The Daily Parker

Politics, Weather, Photography, and the Dog

Today's Daily Parker

I apologize to anyone who, like me, had Parker withdrawal today. He was at day camp, and I was in meetings all day, so not only am I late getting TDP out today but also there was no ParkerCam.

As a reward for your patience, I present two portraits of the holy terror himself:

Today's Daily Parker

Parker didn't seem to mind much when Ron picked him up:

A moment later, though, I think he wanted to get down:

Poor guy, doesn't get any respect.

Parker, I mean.

O'Reilly worse than Fr. Coughlin: Indiana U.

(Via Romanesko.)

Indiana University's Journalism School has released a paper demonstrating that Fox News commentator Bill O'Reilly uses significantly more propaganda than the infamous 1930s radio commentator Fr. Charles Coughlin:

O’Reilly is a heavier and less nuanced user of the seven devices developed by the Institute for Propaganda Analysis in the late 1930s than the notorious radio commentator of that time, Father Charles Coughlin. O’Reilly also employs other propaganda techniques, identified by Lasswell, Berelson and Janowitz. This includes ample use of fear appeals and the construction of the battle between good and evil. The most evil villains in O’Reilly’s world are illegal aliens, terrorists, and foreigners because they are apparently a physical and moral threat to the United States. Slightly less evil—but unambiguously bad—are groups (media, organizations, politicians) who share a political leaning to the left. On the other side, the virtuous flank emerged as an all-American crew made up of the military, criminal justice system, Bush administration, and ordinary US citizens.
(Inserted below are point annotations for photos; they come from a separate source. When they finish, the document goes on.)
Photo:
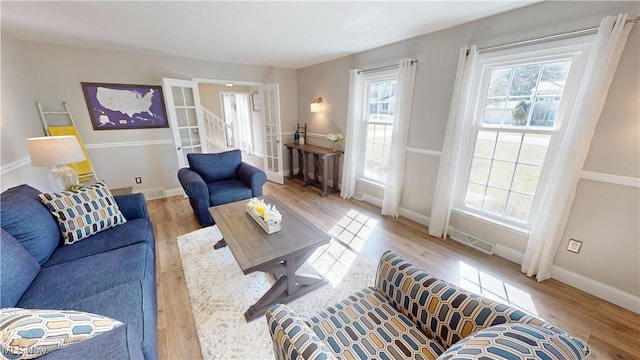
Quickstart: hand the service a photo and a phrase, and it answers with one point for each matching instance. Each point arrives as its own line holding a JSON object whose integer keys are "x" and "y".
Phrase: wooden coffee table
{"x": 280, "y": 253}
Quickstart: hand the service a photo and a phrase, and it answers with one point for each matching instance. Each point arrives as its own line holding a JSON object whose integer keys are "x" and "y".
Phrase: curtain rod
{"x": 549, "y": 37}
{"x": 383, "y": 67}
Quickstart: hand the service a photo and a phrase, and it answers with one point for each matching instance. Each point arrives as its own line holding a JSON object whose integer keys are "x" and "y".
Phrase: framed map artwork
{"x": 118, "y": 106}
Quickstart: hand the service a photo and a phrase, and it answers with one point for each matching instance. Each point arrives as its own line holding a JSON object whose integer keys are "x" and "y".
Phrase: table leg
{"x": 325, "y": 176}
{"x": 336, "y": 169}
{"x": 290, "y": 163}
{"x": 305, "y": 166}
{"x": 287, "y": 288}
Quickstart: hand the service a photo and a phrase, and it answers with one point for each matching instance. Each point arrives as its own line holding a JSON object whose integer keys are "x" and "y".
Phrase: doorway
{"x": 237, "y": 118}
{"x": 251, "y": 122}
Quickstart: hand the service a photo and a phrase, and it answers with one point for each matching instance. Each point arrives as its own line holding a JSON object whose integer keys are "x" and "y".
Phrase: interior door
{"x": 270, "y": 99}
{"x": 185, "y": 115}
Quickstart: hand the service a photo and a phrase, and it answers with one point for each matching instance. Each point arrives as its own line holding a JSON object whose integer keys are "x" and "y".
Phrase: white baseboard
{"x": 588, "y": 285}
{"x": 509, "y": 254}
{"x": 412, "y": 215}
{"x": 596, "y": 288}
{"x": 175, "y": 192}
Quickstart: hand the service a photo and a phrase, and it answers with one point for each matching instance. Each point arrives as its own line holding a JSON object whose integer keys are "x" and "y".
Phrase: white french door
{"x": 185, "y": 116}
{"x": 270, "y": 99}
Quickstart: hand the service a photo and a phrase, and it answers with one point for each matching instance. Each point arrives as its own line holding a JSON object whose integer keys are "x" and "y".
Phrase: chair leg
{"x": 220, "y": 244}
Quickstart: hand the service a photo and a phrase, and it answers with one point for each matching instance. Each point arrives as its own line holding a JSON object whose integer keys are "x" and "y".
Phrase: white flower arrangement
{"x": 267, "y": 212}
{"x": 335, "y": 137}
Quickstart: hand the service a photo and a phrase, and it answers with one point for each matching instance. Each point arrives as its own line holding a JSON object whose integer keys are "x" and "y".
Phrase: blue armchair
{"x": 216, "y": 179}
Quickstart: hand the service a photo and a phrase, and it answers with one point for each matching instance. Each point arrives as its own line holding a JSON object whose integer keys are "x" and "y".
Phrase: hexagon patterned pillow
{"x": 82, "y": 213}
{"x": 30, "y": 333}
{"x": 518, "y": 341}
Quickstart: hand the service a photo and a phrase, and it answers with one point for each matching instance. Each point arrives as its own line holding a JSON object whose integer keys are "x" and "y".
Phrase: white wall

In other words, as all patriotic Americans know, O'Reilly is a reactionary, imbicilic blowhard, who beats up on the innocent in his ongoing campaign to take away your freedoms. Of course, we on the left are usually too polite to point this out.

Today's Daily Parker

When Parker first discovered this ball Sunday morning, it was round:

And yesterday's note from the dog-walking service made me laugh: "He's a good walker, but I can't get him to crap for me." I suppose Parker is a one-human crapper, because he performed beautifully both going to and coming from the dog park yesterday.

Finally, no ParkerCam today because he's at day camp.

Today's Daily Parker

The weather this past weekend precluded posting to TDP. We simply spent too much time not in front of a computer. Actually, Parker doesn't spend any time in front of computers that he knows of anyway, though sometimes he seems dimly aware of the ParkerCam.

Parker did, on the other hand, get a chance to stick his nose out the window of a moving car a few times. Like at this stoplight, when I suddenly felt whiskers and a cold nose on my earlobe:

(I have to say, it's a little disconcerting to have a dog nosing one's ear when the car is moving.)

I also want to post Friday's note from the dog-walking service: "He was great today. A guy even stopped us to tell me that."

Today's Daily Parker

After some trial and error, and even though he's still unclear on the concept, Parker finally got down and dirty with the tug toy yesterday:

Did I mention the "trial and error?"

He did, eventually, put all four paws into it:

He also killed one of his oldest toys last night, the lion-head tennis ball he's had since he couldn't even get down the stairs by himself. Yeah, once he started working on it, he spent less than five minutes scattering stuffing all over the floor. So now he has a tennis ball that used to have a lion head on it.

New development planned for downtown Evanston

Oh, dear. I can't wait until they start building this, just one block from my office:

Developers went public Thursday with their plan for another race to the sky, this one in downtown Evanston: A proposed condominium tower that would crack the 500-foot barrier and become the tallest building in Chicago's suburbs.
Sure to incite heated debate in a suburb already in the throes of a high-rise building boom, the plan calls for tearing down a two-story retail building on a triangular block bounded by Church Street, Orrington and Sherman Avenues, and replacing it with a sliver-thin, 49-story condominium tower sheathed in glass and metal.

Pity, because the building they're tearing down is actually quite charming. It gets "better:"

The plan also envisions tearing down a 1940s mid-rise office building at the block's south end and replacing it with a low-rise restaurant building whose footprint would be half as large. The developers still have to purchase that property.

I'm torn. I think Evanston has to grow taller, but the old buildings in its downtown are part of its charm.